(no subject)

Feb 01, 2006 01:45

I've got a funny feeling in my stomach. It's like with each mile I drive the discomfort builds and builds in my stomach. One day, it will rise to the top and I'll vomit up all my unhappiness and anxiousness and start new again. I did some reading today and the words on the pages seemed to leap up and race each other to my head. It really hit me, all of it. All the things that they have been saying for so long. All the things that I have been denying. All the things about myself that I just don't like. It has all been stewing underneath and now it has boiled over and I feel like my flesh has been burned raw and I don't want to look at myself. A mirror can be a painful reminder of all the things you wish you could erase. Not just the things that are in plain view, but the things that lie underneath all that, the things that lie within. Sometimes my heart skips a beat, but not because I'm excited or swept away, but because it must do so to remind me that I am human. That one day, I will perish and my heart won't beat at all.
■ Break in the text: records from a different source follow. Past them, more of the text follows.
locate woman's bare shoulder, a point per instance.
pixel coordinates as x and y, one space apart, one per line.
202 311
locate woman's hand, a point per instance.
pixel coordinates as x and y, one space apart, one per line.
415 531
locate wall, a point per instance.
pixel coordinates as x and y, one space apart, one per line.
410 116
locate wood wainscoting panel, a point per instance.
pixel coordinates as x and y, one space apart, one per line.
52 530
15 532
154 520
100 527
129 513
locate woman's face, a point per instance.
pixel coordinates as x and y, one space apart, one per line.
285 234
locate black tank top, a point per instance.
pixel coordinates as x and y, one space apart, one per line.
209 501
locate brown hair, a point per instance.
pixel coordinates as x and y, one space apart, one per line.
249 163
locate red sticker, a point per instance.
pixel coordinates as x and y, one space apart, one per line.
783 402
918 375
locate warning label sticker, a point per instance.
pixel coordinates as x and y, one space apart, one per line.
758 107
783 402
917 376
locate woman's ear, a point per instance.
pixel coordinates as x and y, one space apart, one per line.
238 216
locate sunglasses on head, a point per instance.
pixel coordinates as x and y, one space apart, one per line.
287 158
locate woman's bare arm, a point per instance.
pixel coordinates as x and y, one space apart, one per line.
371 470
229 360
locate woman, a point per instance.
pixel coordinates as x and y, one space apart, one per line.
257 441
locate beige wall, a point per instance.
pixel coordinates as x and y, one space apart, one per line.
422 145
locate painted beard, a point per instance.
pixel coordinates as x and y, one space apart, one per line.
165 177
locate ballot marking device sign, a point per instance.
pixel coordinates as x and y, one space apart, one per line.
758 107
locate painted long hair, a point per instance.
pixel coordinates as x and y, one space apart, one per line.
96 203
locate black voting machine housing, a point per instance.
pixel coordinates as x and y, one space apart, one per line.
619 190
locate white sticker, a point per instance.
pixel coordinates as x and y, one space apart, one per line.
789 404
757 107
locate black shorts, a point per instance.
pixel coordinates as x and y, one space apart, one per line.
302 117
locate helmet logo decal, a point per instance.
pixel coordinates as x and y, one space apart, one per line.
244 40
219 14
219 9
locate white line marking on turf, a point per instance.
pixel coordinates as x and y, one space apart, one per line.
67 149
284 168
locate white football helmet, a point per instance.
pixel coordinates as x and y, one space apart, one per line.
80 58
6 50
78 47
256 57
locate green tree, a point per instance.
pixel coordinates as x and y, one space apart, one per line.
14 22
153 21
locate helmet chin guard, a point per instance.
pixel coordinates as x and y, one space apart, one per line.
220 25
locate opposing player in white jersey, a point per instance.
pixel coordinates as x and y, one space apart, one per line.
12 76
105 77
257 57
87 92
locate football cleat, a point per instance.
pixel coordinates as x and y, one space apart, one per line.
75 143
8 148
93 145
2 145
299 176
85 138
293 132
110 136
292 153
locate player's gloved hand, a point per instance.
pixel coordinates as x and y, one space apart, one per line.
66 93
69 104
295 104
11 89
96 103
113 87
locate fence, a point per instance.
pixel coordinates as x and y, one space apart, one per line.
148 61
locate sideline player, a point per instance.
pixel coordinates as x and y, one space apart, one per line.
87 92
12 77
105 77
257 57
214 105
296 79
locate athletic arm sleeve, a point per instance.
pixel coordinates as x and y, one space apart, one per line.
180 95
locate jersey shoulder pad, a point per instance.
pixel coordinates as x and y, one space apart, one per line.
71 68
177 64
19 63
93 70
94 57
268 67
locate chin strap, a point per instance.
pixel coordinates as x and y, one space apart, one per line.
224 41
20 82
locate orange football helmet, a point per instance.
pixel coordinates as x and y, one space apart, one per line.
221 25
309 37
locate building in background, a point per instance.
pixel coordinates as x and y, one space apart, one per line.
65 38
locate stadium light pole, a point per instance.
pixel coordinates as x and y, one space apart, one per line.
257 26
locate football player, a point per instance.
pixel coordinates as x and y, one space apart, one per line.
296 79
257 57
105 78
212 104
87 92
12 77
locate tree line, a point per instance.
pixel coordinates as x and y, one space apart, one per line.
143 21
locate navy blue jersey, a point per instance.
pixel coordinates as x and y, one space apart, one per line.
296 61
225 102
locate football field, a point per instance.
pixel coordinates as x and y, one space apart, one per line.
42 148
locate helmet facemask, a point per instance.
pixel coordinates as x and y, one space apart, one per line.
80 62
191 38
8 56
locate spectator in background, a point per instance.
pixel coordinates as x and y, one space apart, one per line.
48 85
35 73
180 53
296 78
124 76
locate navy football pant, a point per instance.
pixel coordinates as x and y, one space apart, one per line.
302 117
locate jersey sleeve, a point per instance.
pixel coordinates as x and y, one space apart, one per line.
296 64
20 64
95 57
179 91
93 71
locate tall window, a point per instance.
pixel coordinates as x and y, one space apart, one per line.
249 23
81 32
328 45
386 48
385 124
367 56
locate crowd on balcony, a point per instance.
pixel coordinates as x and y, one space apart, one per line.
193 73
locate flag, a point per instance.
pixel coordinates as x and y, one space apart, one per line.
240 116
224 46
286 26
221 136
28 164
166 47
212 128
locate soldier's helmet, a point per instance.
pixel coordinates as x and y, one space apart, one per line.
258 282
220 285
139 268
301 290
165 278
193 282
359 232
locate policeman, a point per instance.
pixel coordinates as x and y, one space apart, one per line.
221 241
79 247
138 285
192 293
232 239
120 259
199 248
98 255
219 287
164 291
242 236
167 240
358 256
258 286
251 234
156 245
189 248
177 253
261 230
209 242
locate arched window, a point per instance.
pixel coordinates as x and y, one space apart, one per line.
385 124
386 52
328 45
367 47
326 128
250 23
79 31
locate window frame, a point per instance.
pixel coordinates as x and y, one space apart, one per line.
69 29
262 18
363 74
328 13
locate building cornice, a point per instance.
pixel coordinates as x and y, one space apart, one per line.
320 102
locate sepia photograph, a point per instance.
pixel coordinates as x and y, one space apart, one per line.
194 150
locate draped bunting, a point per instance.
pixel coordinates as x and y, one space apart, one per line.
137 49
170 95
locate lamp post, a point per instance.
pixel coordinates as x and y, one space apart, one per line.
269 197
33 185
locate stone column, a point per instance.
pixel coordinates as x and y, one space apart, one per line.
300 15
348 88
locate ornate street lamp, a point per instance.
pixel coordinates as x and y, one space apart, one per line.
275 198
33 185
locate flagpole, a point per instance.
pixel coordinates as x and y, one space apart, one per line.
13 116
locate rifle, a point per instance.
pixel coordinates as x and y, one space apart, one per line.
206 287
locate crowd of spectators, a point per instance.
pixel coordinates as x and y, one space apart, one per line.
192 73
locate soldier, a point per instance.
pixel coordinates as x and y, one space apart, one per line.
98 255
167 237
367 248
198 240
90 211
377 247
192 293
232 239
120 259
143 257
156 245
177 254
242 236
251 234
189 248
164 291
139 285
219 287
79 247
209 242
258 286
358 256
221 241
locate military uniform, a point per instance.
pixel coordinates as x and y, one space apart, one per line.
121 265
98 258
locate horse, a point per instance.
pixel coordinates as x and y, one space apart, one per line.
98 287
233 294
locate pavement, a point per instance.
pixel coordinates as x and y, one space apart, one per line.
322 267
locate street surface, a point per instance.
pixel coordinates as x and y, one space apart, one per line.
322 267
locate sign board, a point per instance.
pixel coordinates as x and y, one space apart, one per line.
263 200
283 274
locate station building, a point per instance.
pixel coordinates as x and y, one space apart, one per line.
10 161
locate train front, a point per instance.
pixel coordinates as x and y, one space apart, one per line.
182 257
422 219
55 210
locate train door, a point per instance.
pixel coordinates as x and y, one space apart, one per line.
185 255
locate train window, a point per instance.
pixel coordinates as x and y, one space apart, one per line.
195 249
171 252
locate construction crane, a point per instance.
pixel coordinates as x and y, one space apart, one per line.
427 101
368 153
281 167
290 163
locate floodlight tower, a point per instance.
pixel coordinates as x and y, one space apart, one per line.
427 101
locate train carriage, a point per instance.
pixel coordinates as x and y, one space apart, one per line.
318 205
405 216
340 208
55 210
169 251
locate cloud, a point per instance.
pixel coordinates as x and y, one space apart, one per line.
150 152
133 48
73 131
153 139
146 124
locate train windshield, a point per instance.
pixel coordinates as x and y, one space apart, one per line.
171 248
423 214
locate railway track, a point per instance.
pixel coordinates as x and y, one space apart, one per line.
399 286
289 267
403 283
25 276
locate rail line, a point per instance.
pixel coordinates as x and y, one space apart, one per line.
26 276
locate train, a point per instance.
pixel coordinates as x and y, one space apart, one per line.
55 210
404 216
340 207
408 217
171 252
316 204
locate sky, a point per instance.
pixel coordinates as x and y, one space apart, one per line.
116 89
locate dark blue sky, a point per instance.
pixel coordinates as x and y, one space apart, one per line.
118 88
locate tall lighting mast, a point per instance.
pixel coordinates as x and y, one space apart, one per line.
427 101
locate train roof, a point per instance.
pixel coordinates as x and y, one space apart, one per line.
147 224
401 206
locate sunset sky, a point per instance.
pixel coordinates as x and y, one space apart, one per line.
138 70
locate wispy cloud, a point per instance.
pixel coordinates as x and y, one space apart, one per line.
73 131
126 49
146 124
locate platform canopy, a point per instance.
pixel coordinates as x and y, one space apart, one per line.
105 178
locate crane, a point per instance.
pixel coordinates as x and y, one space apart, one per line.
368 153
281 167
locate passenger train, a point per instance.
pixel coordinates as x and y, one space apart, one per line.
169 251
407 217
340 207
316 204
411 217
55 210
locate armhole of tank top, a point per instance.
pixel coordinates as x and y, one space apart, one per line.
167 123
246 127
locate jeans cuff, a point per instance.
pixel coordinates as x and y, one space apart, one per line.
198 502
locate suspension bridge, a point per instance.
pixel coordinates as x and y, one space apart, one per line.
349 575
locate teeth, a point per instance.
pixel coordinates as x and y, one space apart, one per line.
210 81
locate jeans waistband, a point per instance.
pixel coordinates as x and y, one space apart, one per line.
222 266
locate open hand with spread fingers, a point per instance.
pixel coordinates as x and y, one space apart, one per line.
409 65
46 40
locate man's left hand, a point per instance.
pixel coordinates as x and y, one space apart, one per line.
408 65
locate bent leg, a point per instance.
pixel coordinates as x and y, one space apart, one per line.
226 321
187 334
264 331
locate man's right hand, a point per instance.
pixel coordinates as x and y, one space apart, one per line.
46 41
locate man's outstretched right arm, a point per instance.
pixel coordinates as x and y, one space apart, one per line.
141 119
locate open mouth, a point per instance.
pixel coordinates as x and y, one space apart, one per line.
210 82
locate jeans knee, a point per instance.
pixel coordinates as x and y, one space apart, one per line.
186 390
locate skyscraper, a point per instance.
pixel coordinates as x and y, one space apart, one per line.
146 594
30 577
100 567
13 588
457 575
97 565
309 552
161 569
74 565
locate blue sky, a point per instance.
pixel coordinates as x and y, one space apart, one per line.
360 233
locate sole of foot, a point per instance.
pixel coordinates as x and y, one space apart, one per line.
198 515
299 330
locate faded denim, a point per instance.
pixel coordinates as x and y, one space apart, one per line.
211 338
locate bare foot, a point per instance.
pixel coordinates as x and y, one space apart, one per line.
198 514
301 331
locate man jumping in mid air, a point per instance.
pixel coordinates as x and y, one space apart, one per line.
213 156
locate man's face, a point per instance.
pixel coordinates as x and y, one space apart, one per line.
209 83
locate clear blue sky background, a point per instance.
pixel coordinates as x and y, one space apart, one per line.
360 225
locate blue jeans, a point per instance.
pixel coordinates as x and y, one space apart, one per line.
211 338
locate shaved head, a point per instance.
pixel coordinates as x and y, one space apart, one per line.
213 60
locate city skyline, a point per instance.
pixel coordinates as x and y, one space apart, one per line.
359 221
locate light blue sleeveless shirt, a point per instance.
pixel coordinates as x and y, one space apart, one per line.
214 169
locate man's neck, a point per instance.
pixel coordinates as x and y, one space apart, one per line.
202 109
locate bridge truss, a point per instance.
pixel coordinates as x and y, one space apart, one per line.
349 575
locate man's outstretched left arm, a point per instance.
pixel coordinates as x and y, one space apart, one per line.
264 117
When I don't see Frankie around for awhile I fear that he has left already and I wasn't able to warm his heart after all the bitterness over the years. What a shame it would be for him to die unhealthy and unhappy, alone in a tiny apartment while his ex-wives open their alimony checks. I want to get on the freeway tomorrow and just see where my car takes me. I want to run away from you and from all that I've allowed you to do to me. But I am not a victim. There are others who have suffered and will suffer much greater tragedies than this. And for that, I am sorry.